Malgré cela, un négociant de la ville, Jacques
Sarrat, offrit en 1765 de créer une nouvelle compagnie et d'entreprendre
la navigation à son profit ... La ville autorisa Sarrat à présenter une
requête au Conseil ; le ministre envoya sur les lieux monsieur de
Gendrié, inspecteur des ponts et chaussées qui donna un avis favorable ;
les chambres de commerce de Paris et de Toulouse, les villes voisines,
Sorèze, Saint-Félix, Dourgne, Saint-Julia, Puylaurens appuyèrent cette
demande, et les communes traversées, Dreuilhe, Vaudreuille,
Saint-Paulet, les Cassés se joignirent aux autres communautés. Mais les
héritiers de Riquet, circonvenus par les agents des commerçants de
Castelnaudary, se retranchaient derrière les inconvénients, les frais
entraînés, pour refuser l'autorisation de naviguer. Devant cet
entêtement, Sarrat s'adressa directement au Conseil du Roi par un
mémoire dans lequel il attaquait le droit de propriété de la rigole
donné aux héritiers ... »
Il en résulta un interminable échange de mémoires
entre le comte de Caraman et Sarrat,
de suppliques adressées au Parlement et autres autorités par les
assemblées des diocèses ou les communautés intéressées. L'affaire traîna
du 18 décembre 1767 jusqu'au 5 décembre 1772, date où les Etats de la
province sollicités par la famille Riquet prirent une délibération par
laquelle il n'était pas question de contester la propriété de la rigole
et que rien ne devait être entrepris (projets, plans, devis, travaux,
etc.) sans en référer aux Etats.
Pendant ce temps, la province avait entrepris la
construction des routes vers Castres, Lavaur, Toulouse et Castelnaudary
; de ce fait, les villes voisines étaient beaucoup moins intéressées aux
projets qu'elles avaient soutenus jusque là.

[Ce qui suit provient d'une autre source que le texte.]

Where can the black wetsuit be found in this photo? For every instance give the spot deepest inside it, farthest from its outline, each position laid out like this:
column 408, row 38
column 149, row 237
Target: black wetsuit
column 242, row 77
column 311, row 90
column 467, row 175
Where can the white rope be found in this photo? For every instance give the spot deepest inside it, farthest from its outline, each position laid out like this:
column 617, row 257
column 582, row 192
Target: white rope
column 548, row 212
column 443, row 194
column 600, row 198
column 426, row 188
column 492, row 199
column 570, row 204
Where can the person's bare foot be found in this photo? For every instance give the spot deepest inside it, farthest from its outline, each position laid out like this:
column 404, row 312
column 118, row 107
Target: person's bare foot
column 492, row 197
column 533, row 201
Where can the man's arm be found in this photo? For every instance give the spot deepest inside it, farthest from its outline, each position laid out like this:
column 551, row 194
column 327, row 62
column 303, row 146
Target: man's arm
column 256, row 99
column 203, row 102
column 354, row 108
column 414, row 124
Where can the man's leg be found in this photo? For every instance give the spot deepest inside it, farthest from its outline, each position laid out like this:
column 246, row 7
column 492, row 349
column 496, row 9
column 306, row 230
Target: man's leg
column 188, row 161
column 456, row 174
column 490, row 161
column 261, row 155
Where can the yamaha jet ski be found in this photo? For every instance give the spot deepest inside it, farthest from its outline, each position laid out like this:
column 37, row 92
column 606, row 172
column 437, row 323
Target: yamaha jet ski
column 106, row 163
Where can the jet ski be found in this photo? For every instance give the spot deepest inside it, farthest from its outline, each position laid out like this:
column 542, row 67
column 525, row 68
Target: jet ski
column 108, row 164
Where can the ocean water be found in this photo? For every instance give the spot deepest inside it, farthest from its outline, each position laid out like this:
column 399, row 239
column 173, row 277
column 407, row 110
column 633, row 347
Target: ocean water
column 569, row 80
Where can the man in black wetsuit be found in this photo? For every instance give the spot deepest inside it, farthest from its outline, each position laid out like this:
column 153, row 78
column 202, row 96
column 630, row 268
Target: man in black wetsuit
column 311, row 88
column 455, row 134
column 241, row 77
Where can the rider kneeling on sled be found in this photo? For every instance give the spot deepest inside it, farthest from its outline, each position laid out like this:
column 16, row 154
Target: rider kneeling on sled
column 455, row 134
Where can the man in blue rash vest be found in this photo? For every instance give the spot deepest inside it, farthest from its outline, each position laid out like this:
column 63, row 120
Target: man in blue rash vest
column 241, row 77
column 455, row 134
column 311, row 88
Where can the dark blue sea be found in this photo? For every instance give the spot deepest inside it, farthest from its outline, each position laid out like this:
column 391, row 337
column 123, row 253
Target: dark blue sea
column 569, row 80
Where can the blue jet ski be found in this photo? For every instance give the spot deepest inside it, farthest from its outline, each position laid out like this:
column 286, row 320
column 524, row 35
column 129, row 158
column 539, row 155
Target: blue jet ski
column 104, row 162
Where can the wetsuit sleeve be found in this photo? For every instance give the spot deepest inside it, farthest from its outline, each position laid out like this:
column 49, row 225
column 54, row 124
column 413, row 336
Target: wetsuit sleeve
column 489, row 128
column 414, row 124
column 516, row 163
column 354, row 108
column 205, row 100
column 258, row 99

Plus tard, en 1808, le maire de Revel, Raymond
Bastoulh (le neveu du juge), adressa à l'empereur Napoléon un important
mémoire reprenant l'historique de l'affaire ; il ne semble pas cependant
que le maire ait suggéré la reprise de la navigation sur la rigole.
Tous ces essais, tous ces projets dont les
discussions avaient entretenu des espérances peu réalistes pendant plus
d'un siècle, à défaut de voir naviguer de nombreux bateaux sur le «
Canal de Revel à Naurouze », auront fait couler au moins beaucoup
d'encre dans les bureaux à tous les niveaux de l'administration de
l'ancien régime.
Bibliographie et
sources :
• Essai historique de la ville de Revel & ses alentours,
par Antoine Barrau, vers 1840, édité par APAMP, 1992.
• Histoire de Revel, par Gustave Doumerc, 1976.
• Les premières années de Riquet en pays toulousain, par Gabriel Bernet,
1976.
• Le Canal du Midi - Collection du Tricentenaire, 1984, tomes 1& 3.
• Nostre Riquet, par Jean Girou, 1968.
• Canal Royal du Languedoc, C.A.U.E. / H.G.1992/ Loubatières Editions.
• Notice sur la Rigole d'Essai, par Michel Adgé, 1996.
• Les Cammazes, des siècles d'histoire, par Jacques Albarel, 1998.
Archives du Canal du Midi, Direction Régionale V.N.F. à Toulouse.